The Red Knight is the first fantasy offering from Miles Cameron, better known for historical fiction published as Christian Cameron. It shows. Cameron’s prose is effortlessly powerful, and he’s confident in his plotting and characterization. There’s an attention to and obvious love for the minutia rarely found in fantasy. Many, many medieval words will have you reaching for your dictionary, and not all are pieces of armor.
The five-book Traitor Son series is now complete. My reviews of The Fell Sword, The Dread Wyrm, The Plague of Swords, and The Fall of Dragons are here, here, here, and here, respectively.
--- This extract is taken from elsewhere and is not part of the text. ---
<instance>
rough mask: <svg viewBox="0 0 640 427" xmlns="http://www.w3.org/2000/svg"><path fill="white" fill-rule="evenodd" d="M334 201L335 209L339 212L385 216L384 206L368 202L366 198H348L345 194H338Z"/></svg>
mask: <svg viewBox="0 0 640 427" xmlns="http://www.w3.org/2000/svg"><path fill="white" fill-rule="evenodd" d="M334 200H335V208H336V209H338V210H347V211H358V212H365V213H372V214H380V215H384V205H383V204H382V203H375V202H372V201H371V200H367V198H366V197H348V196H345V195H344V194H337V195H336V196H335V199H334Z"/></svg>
The setting is a pretty direct analog to medieval England. That has thrown me off in the past—The Crimson Shadow trilogy springs to mind—but here it did not. Why? Because I think it can often be an easy out, a way for the author to avoid the heavy lifting of world-building. I like sword-and-sorcery as much as the next fantasy fan, but I’m a firm believer there needs to be a well-drawn world behind it. I can lob no such complaints at Cameron’s “Albin.” Cameron never lacks for detail. And, we come to see, he has bigger plans for his world (more so in The Fell Sword and The Dread Wyrm, but we get some of that here).
The other unavoidable comparison is to George R.R. Martin and A Song of Ice and Fire. Unsurprising, as both are steeped in English history. The Red Knight is even divided from The Wild by a long wall (like the Wall from A Song of Ice and Fire, inspired by Hadrian’s Wall). Cameron’s Wild, as it turns out, is far more interesting than anything north of Martin’s Wall we’ve seen thus far.
It’s the Wild that brings the titular Red Knight—his initial anonymity a plot point—to the Abbey at Lissen Carrack. What starts as a simple monster hunting expedition for the mercenary company the Red Knight captains turns into a full out incursion by the Wild and its many monsters. What follows is on its face a pretty standard siege story, especially before the layers start to be peeled back on the hermeticism-based magic system. What really sets the story apart are the many, many POVs. Each lives and breathes as a character and each shows another facet of Cameron’s world. The Fell Sword also reveals that some POVs from The Red Knight that come off as scene setting are relevant to the larger story.
Disclosure: I received a complimentary e-copy of The Red Knight through NetGalley.